Ironguts - Sculpt viels onto the faces of each, in the same style as the one whos face is covered by chain mail 9though, for the conversions cloth would also be fine). Again pouches of gold, and jewelry. Opt for the swords rather than clubs if possible.

Leadbelchers - Same as the bulls.

Gnoblars - Mostly as they are, some with fezzes or turbans. Paint skin in a dark brown. In the fluff they could be desert dwelling creatures who have been bullied into submission much as in the OK book.

Scrap launcher - Replace Rhinox with a toy rhino, although for mine i will be sculpting a new beast based on the rhinos from dreamworks' iceage. (think a hairless rhinox)

Yheti - I have no clue yet. Perhaps kroxigor in shackles and painted a dark greeny brown? Like enslaved nile creatures?

Gorger - Model as it is, maybe with shackles to represent a totured slave gone wild and let loose on the enemy?

Slave giant - An enslaved titan shipped in from the eastern stepps, stripped and shackled and half starved. Beaten into the direction of the enemy.
I will use my scratch built giant for this.

Man eaters - Interpretting the name in a slightly different way, for these i was thiniking of sculpting ogre belly dancers :L hahaha. Mmmmmm Mm! 
(Ma milkshake brings all the boys to the yard... )

Not really sure what else to mention. Will add some fluffy details, like monkeys and parrots and stuff to look more deserty and exotic. Was thinking a unit filler for the gnoblars could be a camel being pulled about by the little critters. 
Please do let me know what you think!! All suggestions will be strongly considered.


----------



## Orochi (Jan 28, 2009)

Turbans and scimiters.

Sculpt 'carpet' onto the base of each model and paint in fancy, bright colours.

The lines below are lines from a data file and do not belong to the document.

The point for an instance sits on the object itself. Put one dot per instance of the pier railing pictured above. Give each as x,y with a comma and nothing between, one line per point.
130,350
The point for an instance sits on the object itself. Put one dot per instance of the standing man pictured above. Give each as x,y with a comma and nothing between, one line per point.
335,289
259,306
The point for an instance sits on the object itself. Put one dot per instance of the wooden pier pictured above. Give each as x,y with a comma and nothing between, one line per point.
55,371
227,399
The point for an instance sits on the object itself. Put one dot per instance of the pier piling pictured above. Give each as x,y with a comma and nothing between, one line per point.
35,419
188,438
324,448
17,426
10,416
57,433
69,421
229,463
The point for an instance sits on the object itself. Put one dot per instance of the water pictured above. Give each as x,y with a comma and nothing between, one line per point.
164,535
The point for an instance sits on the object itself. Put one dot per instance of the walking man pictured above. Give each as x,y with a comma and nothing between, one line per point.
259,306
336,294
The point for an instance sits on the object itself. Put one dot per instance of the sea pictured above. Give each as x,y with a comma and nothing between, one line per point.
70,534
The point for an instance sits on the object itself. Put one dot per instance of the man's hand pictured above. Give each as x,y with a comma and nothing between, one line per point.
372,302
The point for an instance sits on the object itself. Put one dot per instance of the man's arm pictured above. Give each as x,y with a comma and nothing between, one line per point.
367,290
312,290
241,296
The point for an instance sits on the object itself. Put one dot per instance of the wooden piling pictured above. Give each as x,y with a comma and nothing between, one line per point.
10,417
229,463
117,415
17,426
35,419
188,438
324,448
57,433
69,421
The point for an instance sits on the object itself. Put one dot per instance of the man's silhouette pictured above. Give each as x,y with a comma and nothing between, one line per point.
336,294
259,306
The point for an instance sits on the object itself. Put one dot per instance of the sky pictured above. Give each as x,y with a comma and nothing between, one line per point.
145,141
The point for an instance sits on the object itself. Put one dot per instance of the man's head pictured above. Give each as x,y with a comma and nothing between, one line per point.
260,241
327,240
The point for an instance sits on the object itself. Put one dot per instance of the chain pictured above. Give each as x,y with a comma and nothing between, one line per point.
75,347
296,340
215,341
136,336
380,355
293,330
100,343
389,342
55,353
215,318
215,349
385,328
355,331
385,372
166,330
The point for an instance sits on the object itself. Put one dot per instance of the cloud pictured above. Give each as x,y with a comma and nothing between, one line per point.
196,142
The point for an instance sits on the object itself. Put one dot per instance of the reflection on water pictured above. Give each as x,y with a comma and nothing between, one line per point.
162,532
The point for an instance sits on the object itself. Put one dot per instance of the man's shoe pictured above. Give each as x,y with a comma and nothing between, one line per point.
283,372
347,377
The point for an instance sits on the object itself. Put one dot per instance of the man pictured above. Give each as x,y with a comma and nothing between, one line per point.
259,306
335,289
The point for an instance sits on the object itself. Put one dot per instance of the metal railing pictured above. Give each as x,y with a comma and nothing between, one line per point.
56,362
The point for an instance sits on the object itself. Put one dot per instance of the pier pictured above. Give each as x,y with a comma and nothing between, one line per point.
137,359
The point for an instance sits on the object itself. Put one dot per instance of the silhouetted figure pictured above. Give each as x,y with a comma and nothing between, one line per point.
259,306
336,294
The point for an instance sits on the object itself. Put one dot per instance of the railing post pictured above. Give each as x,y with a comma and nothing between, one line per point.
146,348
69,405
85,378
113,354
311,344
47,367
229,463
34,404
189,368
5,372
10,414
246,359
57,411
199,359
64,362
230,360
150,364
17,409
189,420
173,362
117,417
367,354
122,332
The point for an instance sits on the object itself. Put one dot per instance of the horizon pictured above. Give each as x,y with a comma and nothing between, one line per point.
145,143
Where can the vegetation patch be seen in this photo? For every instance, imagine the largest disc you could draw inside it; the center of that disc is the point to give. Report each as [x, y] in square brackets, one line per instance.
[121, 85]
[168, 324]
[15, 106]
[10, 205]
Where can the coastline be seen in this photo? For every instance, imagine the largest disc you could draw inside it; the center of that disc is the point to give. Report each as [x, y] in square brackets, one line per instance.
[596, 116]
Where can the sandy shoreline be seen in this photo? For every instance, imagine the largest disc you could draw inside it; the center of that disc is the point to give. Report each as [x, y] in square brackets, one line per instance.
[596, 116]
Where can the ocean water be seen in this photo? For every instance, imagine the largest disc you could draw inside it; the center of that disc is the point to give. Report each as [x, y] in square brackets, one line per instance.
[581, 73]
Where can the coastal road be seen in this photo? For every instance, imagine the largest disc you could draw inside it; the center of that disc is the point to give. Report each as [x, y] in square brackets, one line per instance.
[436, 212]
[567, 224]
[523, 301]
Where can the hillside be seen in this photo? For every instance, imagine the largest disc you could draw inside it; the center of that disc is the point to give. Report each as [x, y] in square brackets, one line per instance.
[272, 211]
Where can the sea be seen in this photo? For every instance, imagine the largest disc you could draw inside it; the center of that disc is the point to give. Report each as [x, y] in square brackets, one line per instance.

Would be so good to see that!


----------



## Viscount Vash (Jan 3, 2007)

This looks like a sweet plan.

I did have a look at doing an Araby themed OK army at the end of last year, but in the end went with Mongols. (Which were then shelved in favour of Tomb Kings  .)

I love the Fez idea for Knoblars, I was going to go with the Keffiyeh and iqal (Think Larwence of Arabia headdress) theme on these though.

Are you doing any spiked helmets with a turban around them?

I had a good bash at  mass producing spiked hats  with fur around them, my abandoned project log may be of use.










If I think of any of the things I had lightbulb moments with for Araby OKs I will let you know.


----------



## neilbatte (Jan 2, 2008)

Crocodile games do some really good ogre sized crocodile monsters called the Sebeki that could make for some awesome gorger stand ins.
There is also a guy on warseer who has sculpted some brilliant araby ogres in his fantasy project log titled Ogre maneaters but I can't seem to get a link to work.


----------



## GreenFaceMonkey (May 25, 2010)

Excellent stuff from all you guys so far, thankyou. As far as the hats go, im thinking just mainly turbans but will have a go at persian/saracen-y pointed helms for champions and stuff. The other araby army i considered, was high elves. Would be incredibly simple again. Just turbans on all models, all the units would be easily made to be deserty.
Should i post my ideas for that here or in a new thread?


----------



## Viscount Vash (Jan 3, 2007)

I would start a thread for it.
High Elf players are more likely to spot it and gain inspiration.


----------